The Cantab page that’s shut down on Facebook was Viglione’s; the new Facebook page launched Jan. 10 under Connors’ control, saying it was “under new management.”

And the name downstairs changed. “It’s the Cantab Underground because I was relentless and refused to let them steal Club Bohemia,” Viglione said Jan. 20. “They completely destroyed my work. That [Facebook] page was so powerful. That was one of the reasons we sold out shows.”

… in complicated times

Mickey Bliss adjusts sound equipment Dec. 11 before a show at Club Bohemia – now the Cantab Underground. (Photo: Marc Levy)

There are more reasons for some chaos in bookings and shows not selling out, including a stricter Covid policy that followed the infection of around five Cantab employees in December, when the easily transmissible omicron variant was already common. The law allows for people to be unmasked indoors when they eat or drink, though Viglione also said he stayed away after the bar’s reopening when he saw a problem with other enforcement: “The club wants you to wear a mask, but there was all this dancing without masks going on,” he said. A vaccine requirement for performers has since led to some bands declining shows, while Bliss said others say no out of caution, telling him “we’ll wait until April to see what happens.” Another strict policy around collecting W-9 forms for tax purposes has irritated some band members who expect to make just a few dollars from a performance.

“They don’t want to play, the ones that play can’t get really draw too well, and people don’t want to come out,” Bliss said. “You’ve got to remember, the business was dying even before the pandemic.”

Bliss and Viglione are in a similar position, music fans and musicians who’ve spent decades working for the love of live rock and the bands they promote – and now approach the same dwindling goal from opposite sides of the Cantab’s faux stone walls.

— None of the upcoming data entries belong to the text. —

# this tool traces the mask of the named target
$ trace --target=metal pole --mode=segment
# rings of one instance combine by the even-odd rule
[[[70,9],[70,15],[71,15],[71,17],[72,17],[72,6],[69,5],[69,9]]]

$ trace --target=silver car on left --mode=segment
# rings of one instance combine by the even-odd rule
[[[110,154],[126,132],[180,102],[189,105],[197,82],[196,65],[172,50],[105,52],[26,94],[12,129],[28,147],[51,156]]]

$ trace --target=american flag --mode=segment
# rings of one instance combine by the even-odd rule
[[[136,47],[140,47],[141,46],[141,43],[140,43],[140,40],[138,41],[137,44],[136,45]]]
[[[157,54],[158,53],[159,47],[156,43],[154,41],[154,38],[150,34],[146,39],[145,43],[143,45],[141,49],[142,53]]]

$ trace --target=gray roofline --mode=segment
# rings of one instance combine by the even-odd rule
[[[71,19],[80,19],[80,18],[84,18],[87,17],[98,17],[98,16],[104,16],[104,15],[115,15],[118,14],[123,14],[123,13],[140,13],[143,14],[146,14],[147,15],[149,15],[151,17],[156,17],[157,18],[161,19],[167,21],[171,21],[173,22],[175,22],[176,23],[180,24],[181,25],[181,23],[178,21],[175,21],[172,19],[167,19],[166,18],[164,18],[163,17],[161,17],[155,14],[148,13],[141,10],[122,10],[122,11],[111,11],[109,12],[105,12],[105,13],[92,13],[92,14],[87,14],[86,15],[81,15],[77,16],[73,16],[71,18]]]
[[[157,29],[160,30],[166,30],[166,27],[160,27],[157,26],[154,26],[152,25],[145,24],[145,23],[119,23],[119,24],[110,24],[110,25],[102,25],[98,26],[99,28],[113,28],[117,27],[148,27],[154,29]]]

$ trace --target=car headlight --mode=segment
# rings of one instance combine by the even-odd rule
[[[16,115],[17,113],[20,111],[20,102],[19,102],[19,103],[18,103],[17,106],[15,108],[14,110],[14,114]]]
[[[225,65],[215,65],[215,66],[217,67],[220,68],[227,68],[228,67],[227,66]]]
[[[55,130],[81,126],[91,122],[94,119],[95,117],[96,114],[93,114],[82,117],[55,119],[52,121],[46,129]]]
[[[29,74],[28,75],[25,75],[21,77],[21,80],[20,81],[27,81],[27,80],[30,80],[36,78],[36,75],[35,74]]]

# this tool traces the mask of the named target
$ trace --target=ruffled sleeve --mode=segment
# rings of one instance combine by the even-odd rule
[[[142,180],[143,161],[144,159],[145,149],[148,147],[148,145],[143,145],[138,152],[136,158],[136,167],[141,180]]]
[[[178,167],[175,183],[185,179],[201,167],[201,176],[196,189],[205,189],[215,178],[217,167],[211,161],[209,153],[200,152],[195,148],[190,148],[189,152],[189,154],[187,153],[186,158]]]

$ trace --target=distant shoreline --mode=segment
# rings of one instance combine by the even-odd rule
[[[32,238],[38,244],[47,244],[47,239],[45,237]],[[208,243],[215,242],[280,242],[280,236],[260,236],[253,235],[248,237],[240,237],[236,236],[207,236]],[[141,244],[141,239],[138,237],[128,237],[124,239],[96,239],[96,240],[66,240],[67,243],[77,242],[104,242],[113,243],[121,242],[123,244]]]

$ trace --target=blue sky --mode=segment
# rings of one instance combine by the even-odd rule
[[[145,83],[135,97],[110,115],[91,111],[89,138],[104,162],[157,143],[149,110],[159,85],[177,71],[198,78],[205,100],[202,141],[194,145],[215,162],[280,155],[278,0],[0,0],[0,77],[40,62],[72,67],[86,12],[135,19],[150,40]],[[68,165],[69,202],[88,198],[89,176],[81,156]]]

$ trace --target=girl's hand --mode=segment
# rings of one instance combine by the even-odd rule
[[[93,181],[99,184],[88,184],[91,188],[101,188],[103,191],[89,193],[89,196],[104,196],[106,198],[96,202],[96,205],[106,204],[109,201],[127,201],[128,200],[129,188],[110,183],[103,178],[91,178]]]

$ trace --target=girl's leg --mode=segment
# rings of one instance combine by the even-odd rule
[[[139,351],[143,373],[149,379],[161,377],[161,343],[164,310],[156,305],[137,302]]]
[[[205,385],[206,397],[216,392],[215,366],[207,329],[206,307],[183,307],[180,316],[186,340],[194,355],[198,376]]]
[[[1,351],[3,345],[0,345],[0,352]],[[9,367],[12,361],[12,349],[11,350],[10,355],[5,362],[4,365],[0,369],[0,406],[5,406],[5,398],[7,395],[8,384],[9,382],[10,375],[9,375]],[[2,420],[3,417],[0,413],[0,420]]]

Viglione said Saturday that he was upset that Bliss chose the Cantab, which was “taking Club Bohemia away,” over a 44-year friendship. “We never had an argument, and that friendship is over. I don’t know what happened,” Viglione said. “He stabbed me in the back.”

Bliss wishes Viglione had let the Cantab have its control. “I just want to do whatever I can to make myself useful at the Cantab so when my bands don’t draw, they might overlook it for a week or two until I can get a band that comes in and does,” Bliss said. “At this point in my life, I was really just wanting to retire. I could stay home and watch TV with my wife and play my guitar and study philosophy. But I wanted to help get the Cantab going and make sure that the bands still have a place to play.”